There are currently around 300 registered political parties in Mali.

The draft law to repeal this charter was adopted on Monday by the legislative body created by the authorities, the National Transitional Council (CNT), whose members they appointed.

“Political parties and organizations of a political nature are dissolved throughout the national territory,” stated the decree read on ORTM by the Minister in charge of political reforms, Mamani Nassiré.

The head of the Malian authorities, Assimi Goïta, “assigned a specific mission, to continue the reforms (…) in order to satisfy the Malian people on the basis of a certain number of recommendations formulated during the national refoundation meetings” of December 2021, declared Mr.
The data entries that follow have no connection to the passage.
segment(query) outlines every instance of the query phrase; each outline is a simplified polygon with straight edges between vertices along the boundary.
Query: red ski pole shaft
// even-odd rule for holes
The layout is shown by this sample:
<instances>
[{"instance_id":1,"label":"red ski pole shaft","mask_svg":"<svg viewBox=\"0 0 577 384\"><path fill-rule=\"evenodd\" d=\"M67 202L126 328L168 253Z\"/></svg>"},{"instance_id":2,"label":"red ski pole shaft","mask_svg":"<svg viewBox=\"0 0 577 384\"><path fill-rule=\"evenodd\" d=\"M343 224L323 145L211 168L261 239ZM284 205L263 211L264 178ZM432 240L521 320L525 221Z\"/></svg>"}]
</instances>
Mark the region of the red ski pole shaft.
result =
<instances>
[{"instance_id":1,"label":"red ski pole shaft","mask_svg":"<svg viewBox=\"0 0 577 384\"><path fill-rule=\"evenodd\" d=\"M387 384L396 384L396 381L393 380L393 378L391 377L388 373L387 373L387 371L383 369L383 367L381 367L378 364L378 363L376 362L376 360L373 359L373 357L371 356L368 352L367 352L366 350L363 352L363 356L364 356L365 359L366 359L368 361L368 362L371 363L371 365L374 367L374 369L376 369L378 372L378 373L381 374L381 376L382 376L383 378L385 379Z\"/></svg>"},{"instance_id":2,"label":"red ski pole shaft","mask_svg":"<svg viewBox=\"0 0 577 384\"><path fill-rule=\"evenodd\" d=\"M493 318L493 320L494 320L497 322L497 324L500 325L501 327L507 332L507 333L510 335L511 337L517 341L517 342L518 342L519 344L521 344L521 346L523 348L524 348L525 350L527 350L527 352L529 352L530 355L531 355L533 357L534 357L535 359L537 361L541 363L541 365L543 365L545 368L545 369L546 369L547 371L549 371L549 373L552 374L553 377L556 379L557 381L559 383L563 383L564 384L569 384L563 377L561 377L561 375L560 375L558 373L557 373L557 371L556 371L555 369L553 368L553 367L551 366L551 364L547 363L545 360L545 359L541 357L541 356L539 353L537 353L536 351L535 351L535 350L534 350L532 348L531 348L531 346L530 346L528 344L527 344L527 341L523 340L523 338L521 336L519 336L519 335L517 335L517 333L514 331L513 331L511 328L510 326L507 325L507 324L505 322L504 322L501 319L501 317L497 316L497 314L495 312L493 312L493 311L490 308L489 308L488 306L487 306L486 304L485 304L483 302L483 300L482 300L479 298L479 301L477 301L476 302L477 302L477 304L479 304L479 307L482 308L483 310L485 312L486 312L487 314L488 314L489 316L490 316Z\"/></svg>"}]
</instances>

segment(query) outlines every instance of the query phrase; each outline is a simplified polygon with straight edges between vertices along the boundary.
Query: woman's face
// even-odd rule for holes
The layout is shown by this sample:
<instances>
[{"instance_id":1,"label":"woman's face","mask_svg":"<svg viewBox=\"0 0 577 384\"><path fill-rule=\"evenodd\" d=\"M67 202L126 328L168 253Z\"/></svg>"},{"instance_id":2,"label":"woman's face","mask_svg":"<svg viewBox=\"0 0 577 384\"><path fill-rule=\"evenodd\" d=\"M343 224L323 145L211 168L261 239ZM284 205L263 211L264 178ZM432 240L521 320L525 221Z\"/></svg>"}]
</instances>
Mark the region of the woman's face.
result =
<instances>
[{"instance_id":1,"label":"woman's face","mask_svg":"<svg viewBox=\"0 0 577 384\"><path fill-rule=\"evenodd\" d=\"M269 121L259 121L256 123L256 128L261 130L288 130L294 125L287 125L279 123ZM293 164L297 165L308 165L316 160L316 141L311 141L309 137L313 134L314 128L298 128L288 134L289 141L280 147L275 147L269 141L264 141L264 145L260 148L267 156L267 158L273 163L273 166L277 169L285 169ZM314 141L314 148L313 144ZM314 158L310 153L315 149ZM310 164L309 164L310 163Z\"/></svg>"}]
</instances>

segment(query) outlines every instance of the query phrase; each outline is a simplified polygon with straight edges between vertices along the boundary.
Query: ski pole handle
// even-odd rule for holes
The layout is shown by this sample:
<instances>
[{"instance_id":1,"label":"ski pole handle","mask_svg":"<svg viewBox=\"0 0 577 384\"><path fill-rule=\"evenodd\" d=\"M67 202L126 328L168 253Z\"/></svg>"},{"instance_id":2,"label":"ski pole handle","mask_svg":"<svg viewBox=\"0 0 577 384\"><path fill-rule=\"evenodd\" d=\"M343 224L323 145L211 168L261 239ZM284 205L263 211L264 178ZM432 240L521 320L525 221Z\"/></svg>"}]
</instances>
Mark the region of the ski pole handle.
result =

Nassiré.

The objective is to “manage political life serenely and in harmony with our option of sovereignty,” he added.

At the end of April, a national consultation organized by the junta, following the 2021 national refoundation meetings, had recommended the dissolution of parties and the tightening of their creation.

This meeting – marked by the presence of regime supporters but boycotted by most political formations – had also proposed the proclamation without election this year of General Assimi Goïta as president for a renewable five-year term.

Multipartism, as well as freedoms of expression and association, were enshrined in Mali by the Constitution of 1992, the year of democratization.

Last week, the authorities suspended the activities of political parties and associations, citing a “reason of public order.”

A new coalition of around one hundred parties recently formed in Mali to “demand the effective end of the politico-military transition no later than December 31, 2025” and to call for “the establishment of a timetable for a rapid return to constitutional order.”

It also “categorically” rejected the junta’s decision to suspend the activities of political parties and associations.

The military authorities have failed to meet their commitment to hand over power to elected civilians in March 2024.

The opposition in the country has already been targeted by legal challenges, dissolutions of organizations, as well as by the pressure of the dominant discourse on the need to rally around the junta in a country facing jihadism and a severe economic crisis since 2012.

Mali, like its neighbors Niger and Burkina Faso, are led by military juntas that came to power between 2020 and 2023, and have formed an Alliance of Sahel States (AES).

Human rights organizations accuse the three regimes of suppressing dissenting voices in the name of the war against jihadists.